- Unpivot is the process of transforming columns into rows.
- In PySpark, you can use the 'selectExpr()' function with the 'stack()' method to achieve unpivoting. It is the reverse operation of pivoting and is helpful for normalizing data.

- syntax: 
    df.selectExpr("column1", 'stack(n, "col_name", col_value, ...) as (new_col, new_val)')

In [1]:
from pyspark.sql import SparkSession

spark = SparkSession.builder.appName("UnpivotFunctionExample").getOrCreate()


Using Spark's default log4j profile: org/apache/spark/log4j2-defaults.properties
25/09/10 14:36:17 WARN Utils: Your hostname, KLZPC0015, resolves to a loopback address: 127.0.1.1; using 172.25.17.96 instead (on interface eth0)
25/09/10 14:36:17 WARN Utils: Set SPARK_LOCAL_IP if you need to bind to another address
Using Spark's default log4j profile: org/apache/spark/log4j2-defaults.properties
Setting default log level to "WARN".
To adjust logging level use sc.setLogLevel(newLevel).
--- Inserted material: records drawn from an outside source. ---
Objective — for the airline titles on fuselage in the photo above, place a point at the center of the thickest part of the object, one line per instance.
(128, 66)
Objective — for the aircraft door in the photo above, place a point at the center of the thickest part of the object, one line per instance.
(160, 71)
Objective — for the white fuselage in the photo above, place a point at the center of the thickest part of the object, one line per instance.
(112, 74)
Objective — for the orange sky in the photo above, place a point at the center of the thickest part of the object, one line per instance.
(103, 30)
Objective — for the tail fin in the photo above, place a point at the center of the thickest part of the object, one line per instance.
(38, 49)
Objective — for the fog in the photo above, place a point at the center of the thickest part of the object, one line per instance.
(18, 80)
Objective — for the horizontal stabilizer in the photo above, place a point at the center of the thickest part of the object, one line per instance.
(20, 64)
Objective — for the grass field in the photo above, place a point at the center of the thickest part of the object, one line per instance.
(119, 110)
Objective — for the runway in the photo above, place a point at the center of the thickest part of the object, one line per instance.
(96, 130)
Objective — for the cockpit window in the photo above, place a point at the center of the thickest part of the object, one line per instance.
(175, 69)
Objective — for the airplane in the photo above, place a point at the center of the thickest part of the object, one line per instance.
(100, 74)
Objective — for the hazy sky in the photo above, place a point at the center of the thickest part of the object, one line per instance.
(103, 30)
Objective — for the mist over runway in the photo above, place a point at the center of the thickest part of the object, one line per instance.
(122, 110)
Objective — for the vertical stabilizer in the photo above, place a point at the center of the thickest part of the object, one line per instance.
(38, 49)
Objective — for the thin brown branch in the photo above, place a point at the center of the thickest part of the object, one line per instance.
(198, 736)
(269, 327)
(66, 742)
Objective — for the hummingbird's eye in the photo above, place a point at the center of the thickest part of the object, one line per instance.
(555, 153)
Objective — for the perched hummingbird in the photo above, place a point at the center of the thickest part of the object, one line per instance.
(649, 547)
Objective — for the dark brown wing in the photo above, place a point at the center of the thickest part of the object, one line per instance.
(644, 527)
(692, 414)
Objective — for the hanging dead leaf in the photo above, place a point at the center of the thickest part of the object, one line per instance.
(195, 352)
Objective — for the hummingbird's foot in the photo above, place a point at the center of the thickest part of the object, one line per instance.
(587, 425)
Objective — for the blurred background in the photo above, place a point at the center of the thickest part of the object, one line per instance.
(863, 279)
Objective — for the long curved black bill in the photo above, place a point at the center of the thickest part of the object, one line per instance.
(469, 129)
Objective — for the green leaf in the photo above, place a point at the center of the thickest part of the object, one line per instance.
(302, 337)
For SparkR, use setLogLevel(newLevel).
25/09/10 14:36:27 WARN NativeCodeLoader: Unable to load native-hadoop library for your platform... using builtin-java classes where applicable
25/09/10 14:36:30 WARN Utils: Service 'SparkUI' could not bind on port 4040. Attempting port 4041.


In [3]:
# create sample dataframes
data = [
    (1, "Manta",    None, 240, None),
    (2, "Dipankar", None, None, 270),
    (3, "Souvik",   270, None, None),
    (4, "Soukarjya",None, None, None),
    (5, "Arvind",   280, None, None),
    (6, "Prodipta", 280, None, None),
    (7, "Padma",    None, None, None),
    (8, "Panta",    None, 270, None),
    (9, "Sougato",  290, None, None),
]

columns = ["id", "name", "sales_2022", "sales_2023", "sales_2024"]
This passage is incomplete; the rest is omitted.